Former UK prime minister Tony Blair has always been closely involved in the WEF’s activities and is one figure rumoured to be a possible successor, although there is no confirmation from the shadows yet.

No matter who takes over, the WEF will need to re-imagine itself. A massive dose of humility, topped with a shot of transparency are in order. The forum is doomed if it continues to exert power and drive initiatives and agendas without careful consideration and consultation.

Even its Young Global Leaders program – in which a couple of hundred influential rising stars of business and government under 40, connect for six-year terms and meet for occasional academic-style conferences with high-profile politicians and CEOs – has become a focus for critics.

Conspiracy theorists may almost be within the bounds of reasonableness when they question why so many former YGLs inhabit the senior ranks of government: Vladimir Putin, Jacinda Ardern, Justin Trudeau, and Australian Senator Sarah Hanson-Young (Greens), Senator Andrew Bragg (Liberal), and Home Affairs and Cyber-security Minister Clare O’Neil (ALP).

‘The Forum of Young Global Leaders accelerates the impact of a diverse community of responsible leaders across borders and sectors to shape a more inclusive and sustainable future,’ the YGL website boasts.

More waffle.

The economics education organisation Economics Explained, which has more than 2 million followers on its YouTube channel, suggests this verbal sludge is far from politically neutral.

‘You have to realise how blatantly partisan [The WEF] is … it blatantly pushes globalist ideas and advocates for nations to openly share their intellectual property. The WEF sounds like it should be a forum that should position itself above agendas like this,’ it says, in its video explainer on the Great Reset.

‘It’s a book club for Woke billionaires.’

And therein lies the WEF’s biggest problem.
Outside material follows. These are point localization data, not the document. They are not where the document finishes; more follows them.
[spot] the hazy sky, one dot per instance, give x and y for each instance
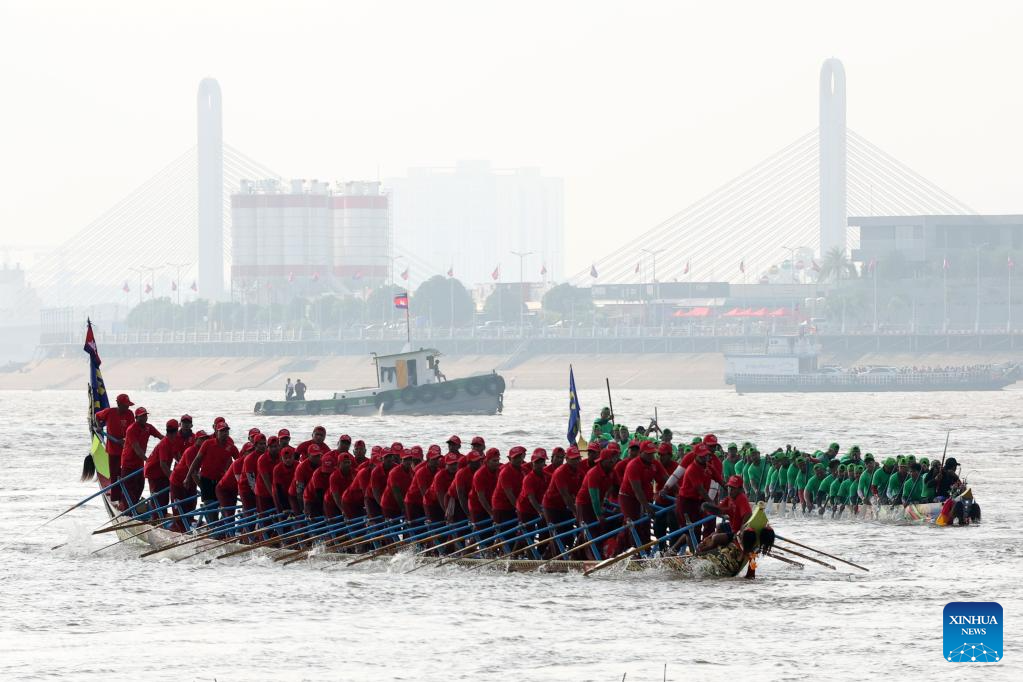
(642, 107)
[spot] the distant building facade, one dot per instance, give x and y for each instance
(472, 217)
(308, 238)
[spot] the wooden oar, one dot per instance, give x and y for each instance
(803, 556)
(216, 527)
(635, 550)
(832, 556)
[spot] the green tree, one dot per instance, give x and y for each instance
(439, 298)
(569, 303)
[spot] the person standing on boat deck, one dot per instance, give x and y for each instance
(212, 460)
(508, 486)
(116, 420)
(158, 467)
(737, 510)
(133, 454)
(461, 486)
(264, 474)
(318, 439)
(559, 499)
(303, 474)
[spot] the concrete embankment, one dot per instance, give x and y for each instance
(661, 370)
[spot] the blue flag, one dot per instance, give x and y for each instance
(575, 418)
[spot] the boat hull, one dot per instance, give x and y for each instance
(474, 395)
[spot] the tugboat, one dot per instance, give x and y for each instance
(789, 364)
(406, 383)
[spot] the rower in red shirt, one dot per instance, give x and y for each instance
(529, 504)
(303, 474)
(212, 461)
(559, 500)
(737, 507)
(458, 492)
(508, 486)
(117, 420)
(133, 454)
(319, 484)
(694, 491)
(339, 484)
(484, 483)
(183, 486)
(399, 480)
(419, 489)
(436, 499)
(158, 466)
(283, 473)
(592, 494)
(635, 495)
(264, 474)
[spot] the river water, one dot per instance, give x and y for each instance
(68, 614)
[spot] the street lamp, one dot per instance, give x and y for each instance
(522, 288)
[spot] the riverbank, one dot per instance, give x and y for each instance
(326, 374)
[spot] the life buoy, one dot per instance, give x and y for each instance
(447, 390)
(494, 384)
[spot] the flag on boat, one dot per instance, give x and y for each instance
(575, 416)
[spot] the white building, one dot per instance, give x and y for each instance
(472, 217)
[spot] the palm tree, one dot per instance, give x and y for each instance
(836, 266)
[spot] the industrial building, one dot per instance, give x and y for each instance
(472, 217)
(308, 238)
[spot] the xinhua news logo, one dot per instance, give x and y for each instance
(972, 632)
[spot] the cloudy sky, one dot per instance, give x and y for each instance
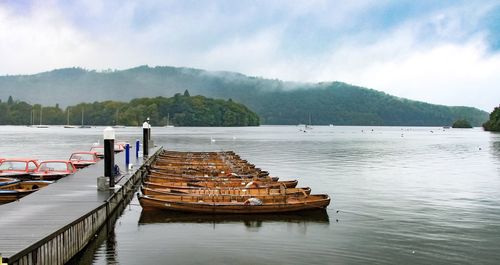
(444, 52)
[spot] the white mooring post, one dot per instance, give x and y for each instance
(109, 155)
(145, 139)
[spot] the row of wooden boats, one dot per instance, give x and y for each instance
(15, 189)
(222, 183)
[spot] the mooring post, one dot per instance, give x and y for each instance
(137, 146)
(127, 155)
(145, 139)
(109, 155)
(149, 126)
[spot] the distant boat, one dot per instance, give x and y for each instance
(84, 126)
(67, 122)
(41, 116)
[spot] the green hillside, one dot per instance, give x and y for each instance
(275, 101)
(493, 124)
(180, 110)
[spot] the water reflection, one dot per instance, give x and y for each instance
(495, 145)
(254, 221)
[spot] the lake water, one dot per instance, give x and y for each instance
(403, 195)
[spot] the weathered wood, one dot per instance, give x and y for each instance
(55, 223)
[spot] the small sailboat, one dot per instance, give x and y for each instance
(84, 126)
(67, 122)
(41, 118)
It’s a forum with a specific opinion and worldview, one in which corporations and business focus on social and environmental initiatives by practising ‘stakeholder capitalism’ aiming not just for profit for shareholders, but for high ESG and Diversity, Equity, and Inclusion (DEI) scores too.

It’s a ‘Woke’ worldview – steeped in post-modernism, neo-marxism, identity politics, and elitism. And it is anathema to classical liberalism’s laissez-faire approach to regulation and business, in which business takes care of customers and shareholders by competing to deliver maximum value with maximum efficiency, while government applies light regulation for social benefit based on the will of the people who democratically elect it.

Given how far down the ESG and DEI rabbit-hole modern corporations have descended – and the nascent backlash that will likely build in coming years against this imposition of Woke culture on all of us – it may very well indeed be time for a Great Reset of the role of corporations in society. Just not the kind Klaus and Co. intended.